Manifest entry point

The manifest entry point is a string that informs napari where to find your static plugin manifest file. You can instruct napari where to find your manifest file by adding a napari.manifest entry point to your package metadata. For example, in your setup.cfg file:

# tell napari where to find to your manifest
[options.entry_points]
napari.manifest =
    example-plugin = example_plugin:napari.yaml

# make sure it gets included in your package
[options.package_data]
example-plugin = napari.yaml

Discovery by the napari plugin manager

The napari plugin manager and the napari hub will automatically pick up any Python packages distributed on the Python Package Index (PyPI), and annotated with the tag Framework :: napari. To hide your plugin from the napari plugin manager, you can set visibility to 'hidden' in your manifest (see the manifest reference). Check out the napari hub guide to visibility to remove your plugin from the napari hub. Alternatively, to remove your plugin from both the napari hub the napari plugin manager, you can remove the Framework :: napari from your package metadata.

In the bundled version of napari, downloaded from napari/releases, the only plugins that are supported are those that are published on conda-forge. So it can be a good idea to upload your plugin to both PyPI and conda-forge to support both sets of users if possible.

The plugin manager information that is displayed to a napari user is populated from a mixture of standard metadata (such as the package name and description, that would also be parsed by PyPI, for example) and napari specific information from the static plugin manifest.

Getting started

The easiest way to create all of this plugin structure following the best practices is to use the napari plugin template. This will also provide some additional convenience to support developing your plugin, such as helpful GitHub actions to automatically deploy your plugin to PyPI on release.

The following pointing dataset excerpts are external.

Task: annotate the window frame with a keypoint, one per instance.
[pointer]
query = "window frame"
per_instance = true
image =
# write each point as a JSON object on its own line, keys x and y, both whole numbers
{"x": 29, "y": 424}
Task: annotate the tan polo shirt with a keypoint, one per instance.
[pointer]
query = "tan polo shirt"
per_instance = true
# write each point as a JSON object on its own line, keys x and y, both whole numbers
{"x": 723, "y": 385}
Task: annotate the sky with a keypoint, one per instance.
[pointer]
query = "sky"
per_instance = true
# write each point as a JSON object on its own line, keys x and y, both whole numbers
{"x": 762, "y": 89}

The previous plugin system

If you are browsing through plugins, you may come across some plugins that don't have a manifest file. These were likely created in the older npe1 system. You can check out the npe1 guide if want to understand the old system better, and see the npe2 conversion guide if you have an npe1 plugin which you want to convert to npe2.

psobolewskiPhD commented 1 year ago

Love it! Might be worth up-front clarifying that as Python packages they are/can be easily publicly (re)distributed via pypi.